Marc Jeanson ist… ja, was ist er denn nun genau? Ganz sicher mal Botaniker, und als solcher ein Experte für Palmen. Er ist Direktor des Herbariums im Muséum nationale d’histoire naturelle in Paris, versteht sich nach eigenem Bekunden aber mehr als Pflanzenfinder und Pflanzenerfinder. (Wobei er natürlich nicht wirklich die Pflanzen erfindet, sondern ihre Namen, und auch die nach den Regeln botanischer Klassifikation.) Und nicht zuletzt bewährt er sich jetzt, im Schulterschluss mit der Journalistin und Landschaftsplanerin Charlotte Fauve, auch noch als fabelhafter Autor. Sein Buch handelt – wie unschwer zu erraten – von Pflanzen. Es liest sich jedoch wie ein lebenspralles Amalgam aus Reisetagebuch, botanischem Führer und Indiana Jones.

Das kommt so: Wir starten in das Buch über kurze Anekdoten aus Marc Jeansons Kindheit und Jugend, werfen einen kurzen Blick in seine von Blüten und Blättern belagerte Wohnung und auf die Arbeit des Botanikers in den Hinterzimmern des Herbariums. Nicht sonderlich aufregend, denken wir, und fahren fort… Um uns dann ein paar Seiten weiter bereits Hals über Kopf in den Dschungel geworfen zu finden, auf der Fährte eines obskuren Naturforschers, der gerade zur Mehrung des botanischen Wissens Leib und Leben riskiert. Adanson heisst der und ist nur der erste einer langen Reihe. Er könnte auch Jeanson heissen: Wir befinden uns auf einer Reise durch die Jahrhunderte der naturforschenden Entdeckungen, die dann häufiger wieder beim Autor enden, der sich in China, in Südamerika, auf Madagaskar oder in New York an die Hacken seiner mal berühmten, mal vergessenen Vorgänger heftet. Zur Erholung graben wir zwischen den ächzenden Regalen des Pariser Museums in Kisten, verrosteten Reisekoffern und Stoffschachteln voll unbearbeiteter botanischer Schätze nach den säuberlich plattgedrückten Belegexemplaren, die die präzise Beschreibung einer noch unklassifizierten Pflanze ermöglichen sollen – und uns dann zuverlässig auf den nächsten Ausflug schicken.

Das Buch von Charlotte Fauve und Marc Jeanson kann nicht mit einem stringenten Aufbau aufwarten. Das ist durchaus gewollt und mehrt seinen Reiz: Es präsentiert sich als ein prächtiges Dickicht, in dem hinter jedem Baumstamm, jedem Blütenblatt neue Entdeckungen warten.
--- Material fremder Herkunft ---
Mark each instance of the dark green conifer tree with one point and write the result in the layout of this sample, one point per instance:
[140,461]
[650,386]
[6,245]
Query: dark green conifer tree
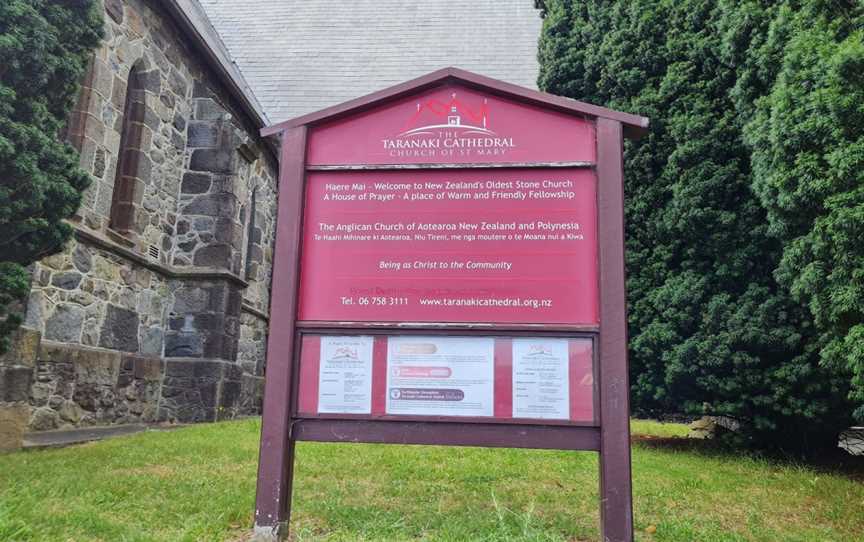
[712,331]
Das immense botanische und historische Sachwissen Marc Jeansons übermittelt sich genauso eingängig und lebhaft wie sein persönliches Erlebnis, seine unermüdliche Begeisterung für die Pflanzenwelt springt mit Anlauf über. Dabei ist sein poetischer Lobgesang auf deren Vielfalt und Lebenskraft selbst im Problembewusstsein um das Artensterben noch optimistisch und steht damit der emotionalen Wirksamkeit seiner Botschaft - der schicksalshaften Verflechtung der Pflanzen- mit der Menschenwelt - nirgends selbst im Weg. Wir würden das Buch als die perfekte, natursensitive Sommerlektüre empfehlen, näherte sich der Sommer nicht schon seinem Ende: Macht aber nichts, seine Inspirations- und Begeisterungskraft bewahrt es über die Jahreszeiten hinweg.